So, in my CS class we're working with Recursion. We were given 4 basic rules:
1. Base Case: You must always have a base case.
2. Making progress: Recursive calls must be simpler instances of the problem
3. Design Rule: Assume Recursive calls work
4. Compound Interest Rule: Never duplicate work by solving the same instances of the problem multiple times.
I don't really understand the 3rd and 4th rules much, could anyone give a better understanding of them?
Also, a little extra question, how do I go about rewritting an expression to another expression of the form 2^f(n)? For example, 1024 * 2^n be rewritten to the form 2^f(n)? Appreciate any help on either of these.
>>372612
Is this data structures? I haven't read the textbook yet desu
>>372622
Yep, Data Structures.
>>372612
These are rules on making recursive functions, I assume. Let's use merge sort as an example.
1) The base case is one item, which is sorted by definition.
2) When you recurse, you're operating on 2 lists with half the size. The size always goes toward 1.
3) When you call merge sort on the left and right halves of a list, and you are creating the code for after the recursive calls return, remember that by definition, those two halves are sorted. This may seem obvious, but some people get confused trying to understand what's going on. It's kind of like a time loop in a movie. This rule (and rule 4) drive your method for constructing the actual solution - in this case, it means you can step through the two halves of the list in linear time to combine them into one. You should be able to articulate how to construct a combined solution given partial solutions, if your procedure actually makes sense to do recursively.

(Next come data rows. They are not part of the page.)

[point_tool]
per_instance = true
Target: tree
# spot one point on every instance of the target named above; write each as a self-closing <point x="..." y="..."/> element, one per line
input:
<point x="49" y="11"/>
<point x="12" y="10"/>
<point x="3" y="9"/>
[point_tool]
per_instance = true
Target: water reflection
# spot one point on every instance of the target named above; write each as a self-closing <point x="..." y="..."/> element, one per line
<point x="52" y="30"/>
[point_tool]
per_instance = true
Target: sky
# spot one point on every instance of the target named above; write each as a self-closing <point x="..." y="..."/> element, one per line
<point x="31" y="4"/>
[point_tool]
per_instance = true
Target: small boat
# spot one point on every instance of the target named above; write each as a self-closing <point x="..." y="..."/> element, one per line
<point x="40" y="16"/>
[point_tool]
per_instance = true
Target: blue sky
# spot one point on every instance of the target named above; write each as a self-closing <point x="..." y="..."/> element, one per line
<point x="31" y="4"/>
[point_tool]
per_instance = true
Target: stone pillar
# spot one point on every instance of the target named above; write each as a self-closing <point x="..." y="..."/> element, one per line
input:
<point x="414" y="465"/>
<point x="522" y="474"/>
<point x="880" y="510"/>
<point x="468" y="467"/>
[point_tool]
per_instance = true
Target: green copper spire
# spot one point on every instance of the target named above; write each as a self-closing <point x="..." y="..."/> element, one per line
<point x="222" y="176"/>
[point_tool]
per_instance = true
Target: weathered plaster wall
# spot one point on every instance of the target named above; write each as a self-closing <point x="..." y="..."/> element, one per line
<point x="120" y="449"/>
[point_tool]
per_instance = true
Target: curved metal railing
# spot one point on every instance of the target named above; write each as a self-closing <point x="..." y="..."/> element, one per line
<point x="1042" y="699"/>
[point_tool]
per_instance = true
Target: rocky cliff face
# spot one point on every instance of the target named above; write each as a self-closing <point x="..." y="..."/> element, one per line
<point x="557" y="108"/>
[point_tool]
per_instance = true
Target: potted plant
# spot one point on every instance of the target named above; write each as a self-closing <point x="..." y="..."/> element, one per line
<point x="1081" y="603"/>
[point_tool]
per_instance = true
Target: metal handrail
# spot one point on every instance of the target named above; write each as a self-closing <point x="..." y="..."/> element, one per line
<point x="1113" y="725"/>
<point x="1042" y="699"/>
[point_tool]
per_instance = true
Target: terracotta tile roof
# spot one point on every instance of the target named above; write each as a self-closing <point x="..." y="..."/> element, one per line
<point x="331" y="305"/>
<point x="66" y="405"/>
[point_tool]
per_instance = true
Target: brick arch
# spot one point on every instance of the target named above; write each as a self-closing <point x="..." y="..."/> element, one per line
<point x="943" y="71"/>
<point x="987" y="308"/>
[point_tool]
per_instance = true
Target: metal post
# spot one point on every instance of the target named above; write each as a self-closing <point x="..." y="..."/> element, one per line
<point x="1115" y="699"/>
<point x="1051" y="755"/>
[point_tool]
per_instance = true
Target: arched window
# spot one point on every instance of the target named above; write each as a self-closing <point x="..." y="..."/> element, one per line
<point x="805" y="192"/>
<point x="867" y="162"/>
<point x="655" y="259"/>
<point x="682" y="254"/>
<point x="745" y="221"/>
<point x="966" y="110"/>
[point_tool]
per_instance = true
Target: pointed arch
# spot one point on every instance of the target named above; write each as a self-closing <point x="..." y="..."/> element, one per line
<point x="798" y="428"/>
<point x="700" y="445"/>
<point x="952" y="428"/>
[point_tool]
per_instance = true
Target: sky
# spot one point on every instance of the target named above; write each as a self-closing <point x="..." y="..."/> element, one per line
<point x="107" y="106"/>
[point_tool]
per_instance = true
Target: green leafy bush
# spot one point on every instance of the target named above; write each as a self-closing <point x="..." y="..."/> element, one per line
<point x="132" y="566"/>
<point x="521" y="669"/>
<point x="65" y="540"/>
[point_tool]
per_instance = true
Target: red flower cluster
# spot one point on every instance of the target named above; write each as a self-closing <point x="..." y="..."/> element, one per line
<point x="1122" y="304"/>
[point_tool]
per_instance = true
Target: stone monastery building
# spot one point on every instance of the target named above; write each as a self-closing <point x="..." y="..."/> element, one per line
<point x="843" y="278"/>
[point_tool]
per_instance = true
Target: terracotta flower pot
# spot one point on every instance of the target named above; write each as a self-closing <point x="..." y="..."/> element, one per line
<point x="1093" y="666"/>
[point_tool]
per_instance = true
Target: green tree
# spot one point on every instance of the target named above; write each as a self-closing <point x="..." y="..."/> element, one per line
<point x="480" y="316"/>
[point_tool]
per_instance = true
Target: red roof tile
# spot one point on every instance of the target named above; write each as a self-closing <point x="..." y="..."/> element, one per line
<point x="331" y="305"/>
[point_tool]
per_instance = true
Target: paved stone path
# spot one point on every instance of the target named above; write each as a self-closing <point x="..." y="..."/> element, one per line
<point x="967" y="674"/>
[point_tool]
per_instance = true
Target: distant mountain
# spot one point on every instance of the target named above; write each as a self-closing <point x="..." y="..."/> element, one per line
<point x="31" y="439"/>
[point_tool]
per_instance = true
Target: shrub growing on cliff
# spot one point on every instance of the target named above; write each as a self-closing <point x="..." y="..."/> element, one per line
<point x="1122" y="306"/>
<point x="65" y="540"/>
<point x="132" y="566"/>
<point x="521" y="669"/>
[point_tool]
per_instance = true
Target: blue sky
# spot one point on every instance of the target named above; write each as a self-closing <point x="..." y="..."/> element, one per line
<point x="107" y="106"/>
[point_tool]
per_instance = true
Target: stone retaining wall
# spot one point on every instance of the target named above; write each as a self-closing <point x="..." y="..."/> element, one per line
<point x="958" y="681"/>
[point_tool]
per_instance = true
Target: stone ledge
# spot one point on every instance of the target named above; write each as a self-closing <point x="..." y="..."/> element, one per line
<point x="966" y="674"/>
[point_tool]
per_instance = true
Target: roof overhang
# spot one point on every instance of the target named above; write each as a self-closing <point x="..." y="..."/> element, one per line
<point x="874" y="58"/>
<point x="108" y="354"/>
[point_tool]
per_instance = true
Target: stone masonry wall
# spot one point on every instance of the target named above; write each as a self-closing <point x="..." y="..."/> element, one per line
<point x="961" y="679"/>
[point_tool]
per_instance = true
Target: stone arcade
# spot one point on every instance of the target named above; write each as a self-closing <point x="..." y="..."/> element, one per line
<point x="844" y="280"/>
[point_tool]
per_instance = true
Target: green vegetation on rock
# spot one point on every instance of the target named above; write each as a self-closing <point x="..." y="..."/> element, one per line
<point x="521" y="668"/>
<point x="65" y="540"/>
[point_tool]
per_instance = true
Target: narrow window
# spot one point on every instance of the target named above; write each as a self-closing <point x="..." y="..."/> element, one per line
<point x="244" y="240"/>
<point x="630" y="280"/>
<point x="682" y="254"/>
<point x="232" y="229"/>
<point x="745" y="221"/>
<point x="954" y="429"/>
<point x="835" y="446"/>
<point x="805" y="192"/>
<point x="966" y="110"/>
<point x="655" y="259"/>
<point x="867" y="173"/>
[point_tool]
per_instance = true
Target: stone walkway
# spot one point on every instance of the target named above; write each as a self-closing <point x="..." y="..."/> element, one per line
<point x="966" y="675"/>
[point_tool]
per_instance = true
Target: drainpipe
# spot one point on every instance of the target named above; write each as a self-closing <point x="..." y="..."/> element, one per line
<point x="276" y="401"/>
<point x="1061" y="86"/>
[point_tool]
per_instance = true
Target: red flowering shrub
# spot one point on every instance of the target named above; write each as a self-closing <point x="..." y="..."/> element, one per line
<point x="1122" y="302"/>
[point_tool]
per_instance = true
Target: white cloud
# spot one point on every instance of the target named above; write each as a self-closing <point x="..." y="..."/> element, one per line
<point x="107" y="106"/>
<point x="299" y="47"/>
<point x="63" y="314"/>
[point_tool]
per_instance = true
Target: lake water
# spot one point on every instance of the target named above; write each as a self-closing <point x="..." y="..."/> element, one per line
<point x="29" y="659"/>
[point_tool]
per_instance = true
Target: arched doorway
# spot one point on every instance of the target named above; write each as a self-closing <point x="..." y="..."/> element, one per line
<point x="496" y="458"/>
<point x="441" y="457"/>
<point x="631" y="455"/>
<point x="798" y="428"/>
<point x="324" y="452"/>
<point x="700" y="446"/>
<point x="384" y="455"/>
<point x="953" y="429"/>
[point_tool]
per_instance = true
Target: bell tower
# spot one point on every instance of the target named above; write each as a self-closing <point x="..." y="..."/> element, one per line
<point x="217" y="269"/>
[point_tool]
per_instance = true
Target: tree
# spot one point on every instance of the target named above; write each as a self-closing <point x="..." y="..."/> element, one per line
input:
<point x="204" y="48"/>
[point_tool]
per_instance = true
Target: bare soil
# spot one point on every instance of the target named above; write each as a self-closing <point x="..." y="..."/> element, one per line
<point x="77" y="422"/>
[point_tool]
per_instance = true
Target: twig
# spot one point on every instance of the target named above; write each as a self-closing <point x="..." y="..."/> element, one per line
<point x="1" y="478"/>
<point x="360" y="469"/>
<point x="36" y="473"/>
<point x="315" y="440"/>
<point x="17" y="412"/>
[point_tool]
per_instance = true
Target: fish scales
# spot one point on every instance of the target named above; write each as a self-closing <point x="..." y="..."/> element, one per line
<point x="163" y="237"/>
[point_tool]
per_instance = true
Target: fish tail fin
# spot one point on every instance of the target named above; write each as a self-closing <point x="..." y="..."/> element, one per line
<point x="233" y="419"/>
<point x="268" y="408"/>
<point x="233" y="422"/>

4) This one seems self-explanatory. For merge sort, it means we would never have overlapping lists. A call that operated on indices 0-5 and 5-9, for instance, is performing extra work because index 5 is included in both lists.
As for your second question, I think you can log (base 2) both sides to solve for f(n).
log_2(2^f(n)) = f(n).
log_2(1024*2^n) = log_2(1024) + log_2(2^n) = 10 + n.
I'm sure it gets trickier for other expressions, but that's the idea.
>>372635
Ah, I understand now. Thanks anon, you saved my bacon.